Attorneys were invited to complete the survey study through several local and regional organizations for legal professionals. The sample was comprised of 128 attorneys, practicing various forms of law (e.g., litigation, corporate, family). The average age of participants was 49.43 (SD = 14.54). Individuals had been practicing law for 21.79 years on average (SD = 15.50) and had been with their current employer an average of 13.03 years (SD = 11.98). The sample was predominantly white (92%) and fairly evenly split amongst men (53%) and women (47%). The online survey included information about basic demographics, open-ended questions about work and stress, and self-report scales assessing constructs related to stress, work experiences, health, and well-being. The self-reported measures that are relevant for the present study included common work stressors (Spector & Jex, 1998), stress-badge perceptions (Black & Britt, 2018), and recovery experiences (Sonnentag & Fritz, 2007). The open-ended questions asked more specifically about unique stressors experienced as an attorney, the effects of stress on their personal and work experiences, ways in which they manage their stress, and the importance of stress management.
We examined how four dimensions of stress badge perceptions (viewing stress as achievement, relaxation remorse, stress-related social comparisons, and stress-related impression management) and general stressors (quantitative work overload, work-family conflict, and interpersonal conflict) related to recovery experiences (detachment, relaxation, control, and mastery). Of the stressors assessed, quantitative workload correlated with less detachment (r = -.39) and less relaxation (r = -.24). Work-family conflict correlated negatively with all four recovery experiences (r range = -.23 to -.35). Viewing stress as achievement generally did not correlate with recovery experiences, suggesting that viewing stress as a part of being successful was not necessarily interfering with recovery efforts. Stress-related social comparisons demonstrated moderate correlations (r range = -.26 to .37) with three of the four recovery experiences. Relaxation remorse correlated more strongly with recovery experiences (r range = .29 to .56), where the strongest relationship was with psychological detachment. In sum, the experience of stressors correlate with recovery experiences, as would be expected. Regarding attitudes toward stress and recovery, stress-related comparisons and relaxation remorse were also associated with fewer recovery experiences, with some correlations being stronger than correlations with the actual stressors. Thematic coding of open-ended questions is ongoing. Initial themes indicate that many attorneys experience workplace stress, particularly related to an extremely high workload, unreasonable expectations, and challenges balancing work and non-work life. Many attorneys can observe the effects of stressors on their health and well-being but find it difficult to find time for stress management activities. Complete coding and presentation of the key themes represented in the responses will be available prior to the November conference.

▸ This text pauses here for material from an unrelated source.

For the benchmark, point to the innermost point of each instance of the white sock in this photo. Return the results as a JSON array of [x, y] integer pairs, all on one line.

These results indicate that the sheer amount of stress experienced by attorneys and attitudes around stress may prohibit successful recovery and lead to general expectations that being “stressed” is just part of the job. Any stress management efforts targeting this population may have to focus on unique strategies, such as using micro-breaks to provide recovery through short break activities during the day. Short breaks may be helpful for this population because they have extremely full schedules that may not allow for longer duration breaks. Even more, interventions aimed at changes to the organizational and occupational cultures may be necessary to allow for more lasting changes. Targeting attitudes and norms around stress and the importance of recovery first may allow individual stress-management techniques to be utilized to a greater degree.
As with many other occupational groups, stressors can impact the well-being of attorneys. Perhaps more prevalent among this specific occupation is the expectation that being stressed and neglecting recovery are to some degree normative. Future research and practice efforts must consider how to implement successful stress-management interventions in such contexts in order to promote healthy views of stress among high-achieving and high-stress occupations.